To import certificates into the cacerts file, follow these steps:

  1. Locate the certificate file: Make sure you have the certificate (for example, server.crt) on your local machine.

  2. Identify the keytool location.
    The keytool utility comes with the JDK and is typically located in the bin folder of your JDK installation.

    For example:

    • On Windows: C:\Program Files\AdoptOpenJDK\jdk-17\bin\keytool.exe

    • On Linux/Mac: /path/to/jdk/bin/keytool

  3. Open the command prompt on Windows or terminal on Linux/macOS.

  4. Run the following keytool command:

    keytool -import -alias bigquerycertificate -file <path_to_certificate> -keystore <path_to_jdk_cacerts> -storepass changeit

    Replace <path_to_certificate> with the path to your certificate file, and <path_to_jdk_cacerts> with the path to the cacerts file. The password for the keystore (By default, it is changeit).

    For example,

    • Windows: keytool -import -alias <any-name> -file C:\path\to\your\server.crt -keystore "C:\Program Files\AdoptOpenJDK\jdk-17\lib\security\cacerts" -storepass changeit

    • Linux: keytool -import -alias <any-name> -file /path/to/your/server.crt -keystore /path/to/jdk/lib/security/cacerts -storepass changeit

    Here,

    • o -import tells keytool to import a certificate.

    • o -alias <any-name> is the alias name for the certificate. For example, <databasename-server>.

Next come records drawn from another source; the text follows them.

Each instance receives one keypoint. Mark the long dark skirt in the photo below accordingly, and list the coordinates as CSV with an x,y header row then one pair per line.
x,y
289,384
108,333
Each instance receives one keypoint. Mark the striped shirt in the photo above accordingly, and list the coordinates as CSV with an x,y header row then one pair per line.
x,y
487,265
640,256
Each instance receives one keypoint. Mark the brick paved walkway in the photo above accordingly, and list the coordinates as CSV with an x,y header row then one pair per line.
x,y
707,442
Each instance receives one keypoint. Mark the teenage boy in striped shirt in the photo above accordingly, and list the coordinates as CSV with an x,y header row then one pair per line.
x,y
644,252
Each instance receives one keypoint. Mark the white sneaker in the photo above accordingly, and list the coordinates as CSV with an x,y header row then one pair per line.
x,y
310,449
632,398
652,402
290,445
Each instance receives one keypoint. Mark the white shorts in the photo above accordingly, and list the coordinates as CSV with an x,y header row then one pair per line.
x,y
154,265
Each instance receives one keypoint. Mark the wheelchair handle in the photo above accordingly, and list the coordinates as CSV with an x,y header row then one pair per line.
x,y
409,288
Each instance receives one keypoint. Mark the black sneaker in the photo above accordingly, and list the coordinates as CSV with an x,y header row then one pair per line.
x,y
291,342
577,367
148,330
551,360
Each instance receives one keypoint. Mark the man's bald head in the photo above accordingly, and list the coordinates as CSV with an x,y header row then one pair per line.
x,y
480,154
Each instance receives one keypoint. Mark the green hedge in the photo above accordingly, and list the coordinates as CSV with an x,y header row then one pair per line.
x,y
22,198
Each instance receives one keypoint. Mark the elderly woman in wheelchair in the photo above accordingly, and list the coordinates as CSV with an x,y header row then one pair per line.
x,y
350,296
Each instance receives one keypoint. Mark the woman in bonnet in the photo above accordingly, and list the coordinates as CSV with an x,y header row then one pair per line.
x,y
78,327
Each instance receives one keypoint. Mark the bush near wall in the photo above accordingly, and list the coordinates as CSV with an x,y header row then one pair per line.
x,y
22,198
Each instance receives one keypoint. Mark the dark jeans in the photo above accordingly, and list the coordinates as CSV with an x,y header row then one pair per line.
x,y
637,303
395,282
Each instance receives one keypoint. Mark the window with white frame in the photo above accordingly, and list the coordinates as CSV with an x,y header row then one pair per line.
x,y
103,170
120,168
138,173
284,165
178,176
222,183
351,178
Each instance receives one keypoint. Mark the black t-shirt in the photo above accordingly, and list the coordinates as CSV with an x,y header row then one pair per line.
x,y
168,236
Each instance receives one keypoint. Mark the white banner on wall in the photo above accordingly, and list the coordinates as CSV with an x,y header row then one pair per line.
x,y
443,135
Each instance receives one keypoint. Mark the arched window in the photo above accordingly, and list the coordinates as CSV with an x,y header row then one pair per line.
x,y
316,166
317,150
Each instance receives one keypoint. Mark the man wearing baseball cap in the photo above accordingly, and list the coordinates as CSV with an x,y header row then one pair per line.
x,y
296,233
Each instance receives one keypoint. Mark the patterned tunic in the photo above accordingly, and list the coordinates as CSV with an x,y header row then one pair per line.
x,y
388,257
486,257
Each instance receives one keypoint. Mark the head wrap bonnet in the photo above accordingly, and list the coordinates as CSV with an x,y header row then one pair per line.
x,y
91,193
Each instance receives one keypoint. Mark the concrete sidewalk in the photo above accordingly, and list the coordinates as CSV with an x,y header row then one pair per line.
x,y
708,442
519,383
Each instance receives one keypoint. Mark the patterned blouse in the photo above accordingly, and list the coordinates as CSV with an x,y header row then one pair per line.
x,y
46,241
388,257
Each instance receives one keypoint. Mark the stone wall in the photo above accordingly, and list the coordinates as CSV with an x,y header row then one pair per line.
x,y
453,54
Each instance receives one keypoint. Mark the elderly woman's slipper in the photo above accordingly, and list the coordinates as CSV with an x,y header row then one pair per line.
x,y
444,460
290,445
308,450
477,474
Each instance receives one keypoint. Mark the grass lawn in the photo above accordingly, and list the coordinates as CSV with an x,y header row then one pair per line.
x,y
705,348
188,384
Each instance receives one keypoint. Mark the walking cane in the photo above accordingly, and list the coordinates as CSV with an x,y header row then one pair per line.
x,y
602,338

    • o -file specifies the certificate file.

    • o -keystore is the path to the cacerts file.

    • o -storepass is the password for the cacerts keystore (By default, it is changeit).

  5. Type yes to confirm and proceed.

  6. Verify whether the certificate has been successfully added to the keystore using the following command:

    keytool -list -keystore <path_to_jdk_cacerts> -storepass changeit
    This command displays a list of aliases. Verify whether your server is in the list.

After completing these steps, the certificate will be imported into the JDK keystore and Java applications running on the JDK will trust the server certificate.

Tips:

  • If you're using a custom password for the cacerts keystore, replace changeit with your actual password.

  • Make sure you have the necessary permissions to modify the cacerts file (administrator/root privileges may be required).

  • If you're using a different version of the JDK, ensure the path to cacerts is accurate.